The drawback — and I’m sure this is partly because I’m not the world’s best braider — is that even with braids she can tease out little pieces of hair. She likes to have her finger in her hair while falling asleep and I’m sure over time she has done some damage that way. She certainly has gotten hair loose from the various styles I’ve put in. However, she has so many little broken bits of hair that they’ve come out of the parts and braids on their own because they’re just not long enough to be held. So after a week of braids, even well-cared for braids, we’re at an unacceptable level of fuzziness. There are tiny coils all over her long-hair areas that are as short as her short areas:
So here’s the dilemma. Shampooing is still extremely difficult for Mara and she’s not a fan of sitting still for hair time, though once she gets the inclination she can be quite well-behaved. If these different lengths are going to mean I need to wash and re-braid weekly, that’s going to be something of a difficulty. However, I asked today whether we could get permission to cut her hair.
Basically, I’d like to give my baby a Big Chop. As her hair gets a little longer, I’d like to make it all one length so it can grow out in a healthy and consistent way. But that would mean that for a while we’d have a three-year-old with hair too short to braid or twist. (I’d probably style it in coils, mostly, perhaps with something like the Nu Dred tool and wouldn’t just leave it loose, but I’d be able to moisturize in a much more hands-on way.) This would also be a three-year-old who has two moms and who likes to wear jeans, a t-shirt, and a hoodie. I don’t think she’d have a hard time believing she’s cute with short hair and we don’t mind if she prefers clothes from the boys’ department, but I’m just putting this out there because I might be setting her up to get some bigoted responses.
I guess what I’m saying is that I’d like some reassurance that being the white mom of a little girl with short hair wouldn’t have people assuming I don’t respect or know to care for her care to a greater extent than being the white mom of a little girl with some long hair and some very short hair that’s hard to keep styled.
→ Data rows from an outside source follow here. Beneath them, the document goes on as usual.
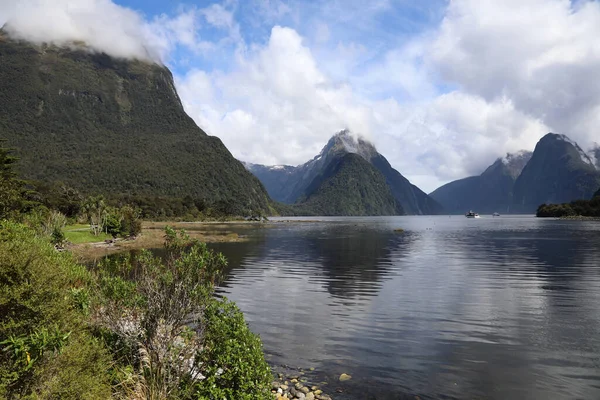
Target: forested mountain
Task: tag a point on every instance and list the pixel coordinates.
(558, 172)
(107, 125)
(296, 185)
(490, 192)
(349, 185)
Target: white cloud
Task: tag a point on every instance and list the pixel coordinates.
(276, 105)
(493, 77)
(101, 24)
(543, 55)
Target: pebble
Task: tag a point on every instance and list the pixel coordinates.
(345, 377)
(298, 388)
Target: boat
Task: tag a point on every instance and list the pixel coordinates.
(471, 214)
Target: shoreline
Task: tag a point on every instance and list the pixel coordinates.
(152, 236)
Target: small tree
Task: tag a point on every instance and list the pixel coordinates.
(151, 304)
(95, 211)
(112, 221)
(131, 225)
(182, 342)
(12, 189)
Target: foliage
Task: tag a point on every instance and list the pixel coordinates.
(77, 234)
(102, 125)
(60, 197)
(95, 211)
(585, 208)
(150, 304)
(13, 193)
(112, 221)
(131, 225)
(171, 338)
(48, 351)
(233, 360)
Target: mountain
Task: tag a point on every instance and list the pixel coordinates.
(293, 185)
(490, 192)
(594, 156)
(558, 172)
(349, 185)
(107, 125)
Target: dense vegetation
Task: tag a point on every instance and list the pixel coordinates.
(139, 327)
(584, 208)
(102, 125)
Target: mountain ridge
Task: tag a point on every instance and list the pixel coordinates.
(557, 171)
(289, 184)
(107, 125)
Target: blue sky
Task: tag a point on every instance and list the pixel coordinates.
(379, 26)
(442, 88)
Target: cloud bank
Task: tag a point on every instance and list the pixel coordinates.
(441, 88)
(101, 24)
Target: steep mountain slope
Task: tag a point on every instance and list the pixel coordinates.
(558, 172)
(276, 179)
(106, 125)
(492, 191)
(349, 185)
(295, 184)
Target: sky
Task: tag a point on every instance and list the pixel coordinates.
(442, 88)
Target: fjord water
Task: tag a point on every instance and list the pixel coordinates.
(505, 307)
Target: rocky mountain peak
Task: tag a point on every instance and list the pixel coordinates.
(347, 142)
(515, 162)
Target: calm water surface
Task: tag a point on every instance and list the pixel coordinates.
(499, 308)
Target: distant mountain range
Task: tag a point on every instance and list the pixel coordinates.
(348, 177)
(112, 126)
(558, 171)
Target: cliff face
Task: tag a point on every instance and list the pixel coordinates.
(296, 184)
(558, 172)
(490, 192)
(102, 124)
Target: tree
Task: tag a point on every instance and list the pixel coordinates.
(12, 189)
(166, 323)
(95, 210)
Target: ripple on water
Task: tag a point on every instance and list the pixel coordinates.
(494, 308)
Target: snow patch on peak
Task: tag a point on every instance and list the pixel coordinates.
(594, 155)
(511, 157)
(582, 154)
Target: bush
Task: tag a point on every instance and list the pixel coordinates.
(49, 352)
(233, 360)
(171, 336)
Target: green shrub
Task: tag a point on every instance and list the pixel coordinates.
(49, 352)
(233, 361)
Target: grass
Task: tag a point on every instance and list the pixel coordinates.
(80, 233)
(152, 236)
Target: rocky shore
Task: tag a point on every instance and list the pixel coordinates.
(296, 385)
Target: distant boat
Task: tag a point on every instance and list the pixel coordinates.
(471, 214)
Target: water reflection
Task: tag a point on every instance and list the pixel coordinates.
(453, 308)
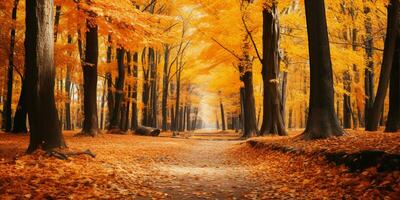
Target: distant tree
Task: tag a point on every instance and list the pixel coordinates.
(45, 130)
(393, 121)
(89, 68)
(322, 120)
(374, 114)
(7, 111)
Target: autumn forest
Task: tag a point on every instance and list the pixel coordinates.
(199, 99)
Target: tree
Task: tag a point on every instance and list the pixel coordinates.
(388, 57)
(322, 121)
(221, 105)
(134, 117)
(10, 74)
(45, 130)
(393, 121)
(273, 120)
(89, 68)
(116, 115)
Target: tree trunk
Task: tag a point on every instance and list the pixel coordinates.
(369, 71)
(7, 112)
(273, 120)
(188, 124)
(322, 121)
(134, 118)
(222, 116)
(68, 92)
(45, 130)
(153, 85)
(393, 120)
(110, 93)
(165, 88)
(127, 103)
(21, 112)
(116, 116)
(90, 122)
(388, 56)
(146, 88)
(347, 101)
(178, 90)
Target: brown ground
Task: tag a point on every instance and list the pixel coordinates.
(203, 167)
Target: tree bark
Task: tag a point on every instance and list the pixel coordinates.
(68, 91)
(21, 112)
(322, 121)
(388, 57)
(7, 111)
(247, 94)
(45, 130)
(90, 122)
(222, 115)
(116, 116)
(127, 101)
(369, 71)
(146, 88)
(154, 98)
(347, 101)
(134, 118)
(273, 120)
(393, 120)
(165, 88)
(178, 91)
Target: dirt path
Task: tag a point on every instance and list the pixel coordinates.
(204, 170)
(134, 167)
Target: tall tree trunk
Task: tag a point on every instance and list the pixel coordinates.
(188, 124)
(369, 71)
(273, 120)
(165, 88)
(178, 91)
(90, 122)
(393, 120)
(45, 130)
(110, 93)
(222, 115)
(21, 112)
(7, 112)
(153, 101)
(146, 87)
(134, 118)
(68, 92)
(116, 117)
(127, 101)
(103, 104)
(347, 101)
(322, 121)
(388, 57)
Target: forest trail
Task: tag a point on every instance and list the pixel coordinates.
(205, 170)
(202, 166)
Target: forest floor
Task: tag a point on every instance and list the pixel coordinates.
(191, 166)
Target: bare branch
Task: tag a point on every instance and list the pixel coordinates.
(252, 39)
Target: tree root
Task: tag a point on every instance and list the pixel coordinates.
(65, 155)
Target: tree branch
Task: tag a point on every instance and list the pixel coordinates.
(252, 39)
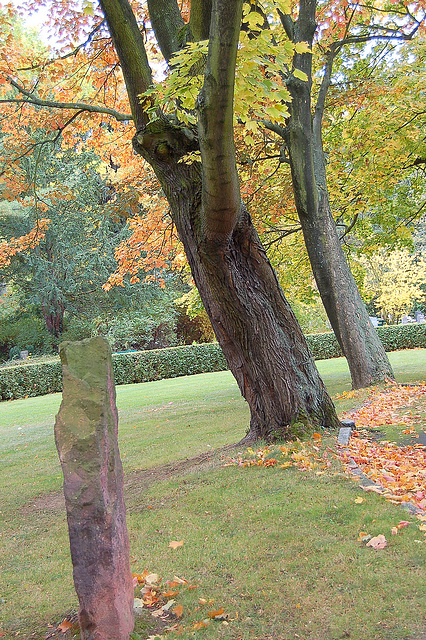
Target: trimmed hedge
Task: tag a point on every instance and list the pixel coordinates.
(35, 379)
(30, 379)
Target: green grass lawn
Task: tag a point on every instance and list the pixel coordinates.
(277, 549)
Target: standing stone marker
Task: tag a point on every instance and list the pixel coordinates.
(86, 439)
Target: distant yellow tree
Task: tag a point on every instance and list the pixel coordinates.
(393, 280)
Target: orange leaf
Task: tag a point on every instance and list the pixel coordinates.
(202, 624)
(215, 614)
(378, 542)
(174, 544)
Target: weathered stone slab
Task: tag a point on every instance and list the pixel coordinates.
(345, 432)
(86, 439)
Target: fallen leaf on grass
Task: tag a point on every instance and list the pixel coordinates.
(217, 615)
(202, 624)
(65, 625)
(175, 544)
(378, 542)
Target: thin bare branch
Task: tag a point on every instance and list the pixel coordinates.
(30, 98)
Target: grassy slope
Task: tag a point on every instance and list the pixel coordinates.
(278, 548)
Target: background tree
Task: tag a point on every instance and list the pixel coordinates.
(394, 281)
(166, 142)
(61, 278)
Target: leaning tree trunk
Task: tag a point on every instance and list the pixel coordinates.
(259, 334)
(367, 359)
(253, 322)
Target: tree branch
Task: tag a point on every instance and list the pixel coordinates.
(70, 53)
(167, 22)
(130, 47)
(201, 11)
(221, 199)
(30, 98)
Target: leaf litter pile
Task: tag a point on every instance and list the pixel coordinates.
(397, 471)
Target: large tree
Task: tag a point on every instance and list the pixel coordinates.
(257, 330)
(253, 322)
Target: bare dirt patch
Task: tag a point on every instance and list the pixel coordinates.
(137, 481)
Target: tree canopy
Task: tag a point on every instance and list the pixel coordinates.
(146, 73)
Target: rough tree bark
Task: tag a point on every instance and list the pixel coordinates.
(254, 324)
(367, 359)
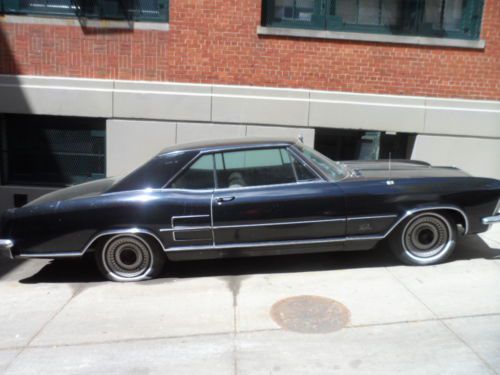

Lee refuses to care or weigh in much and says this is my thing, which is really unhelpful to me. She doesn’t mind when Mara’s hair looks messy and says it’s fine for a little girl, that little girls don’t need cute, tidy styles and that no one cares. She may not care, but I do. And she’s not opposed to the short style idea.
And it’s not all about me, I swear! At some point, we’re going to have to even out Mara’s hair just so we get rid of all the broken ends. It’s just a question of whether we do it when the short parts are two inches long and the long parts are, say, six stretched or when the short parts are six inches and the long parts are ten, meaning a few more years of this awkward multi-length thing. I’d really like to cut Mara’s hair and she was excited about the looks on the Nu Dred website. I’m pretty well set on that plan because I think this would be the best for her hair health. But I’d like to hear what others think, too.